Idealism is the philosophical view that reality is ultimately in some sense mental or dependent on the mind. According to idealism, the proper objects of knowledge are ideas. We typically contrast idealism with materialism, the philosophical view that reality is composed of material substance with physical characteristics, such as atoms or cells.
Socrates differs from the natural philosophers by moving philosophy away from the natural sciences and physics to the world of the mind. He also changes philosophy’s focus to ethics and virtue, how to live a good life, how to be happy. For Socrates, the project of ethics and knowledge go hand in hand: we have to know what the good is because once we know it, we will be it.
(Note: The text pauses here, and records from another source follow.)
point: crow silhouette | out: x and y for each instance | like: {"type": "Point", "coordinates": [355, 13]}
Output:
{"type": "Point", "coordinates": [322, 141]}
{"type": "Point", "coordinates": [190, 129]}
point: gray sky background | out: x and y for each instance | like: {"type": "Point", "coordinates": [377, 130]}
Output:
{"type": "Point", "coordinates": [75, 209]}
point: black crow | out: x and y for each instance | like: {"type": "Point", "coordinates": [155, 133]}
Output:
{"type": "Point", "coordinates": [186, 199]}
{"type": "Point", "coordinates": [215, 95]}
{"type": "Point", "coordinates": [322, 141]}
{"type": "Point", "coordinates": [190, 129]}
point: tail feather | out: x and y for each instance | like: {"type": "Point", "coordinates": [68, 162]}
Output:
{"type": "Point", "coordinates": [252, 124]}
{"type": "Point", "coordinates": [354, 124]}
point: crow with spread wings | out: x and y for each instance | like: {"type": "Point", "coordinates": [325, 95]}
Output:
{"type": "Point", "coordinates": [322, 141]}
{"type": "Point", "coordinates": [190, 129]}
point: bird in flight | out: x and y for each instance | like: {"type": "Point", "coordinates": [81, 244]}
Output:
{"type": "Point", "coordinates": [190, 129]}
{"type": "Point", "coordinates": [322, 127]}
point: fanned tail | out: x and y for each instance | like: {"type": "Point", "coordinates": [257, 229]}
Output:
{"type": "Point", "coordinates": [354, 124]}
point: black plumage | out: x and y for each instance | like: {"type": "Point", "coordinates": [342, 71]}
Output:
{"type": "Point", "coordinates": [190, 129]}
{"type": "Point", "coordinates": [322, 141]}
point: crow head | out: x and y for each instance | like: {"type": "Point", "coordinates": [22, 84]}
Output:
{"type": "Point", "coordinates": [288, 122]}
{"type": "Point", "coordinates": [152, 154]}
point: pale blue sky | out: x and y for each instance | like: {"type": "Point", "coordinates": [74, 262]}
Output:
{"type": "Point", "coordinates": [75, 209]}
If we know what the good is, it becomes impossible to do evil. All wrongdoing, then, has an epistemological basis: knowledge is virtue. No one knowingly does evil. This runs directly counter to the Christian understanding of sin: “Anyone, then, who knows the good he ought to do and doesn't do it, sins” (James 4:17) or “I do not understand what I do. For what I want to do I do not do, but what I hate I do” (Romans 7:15).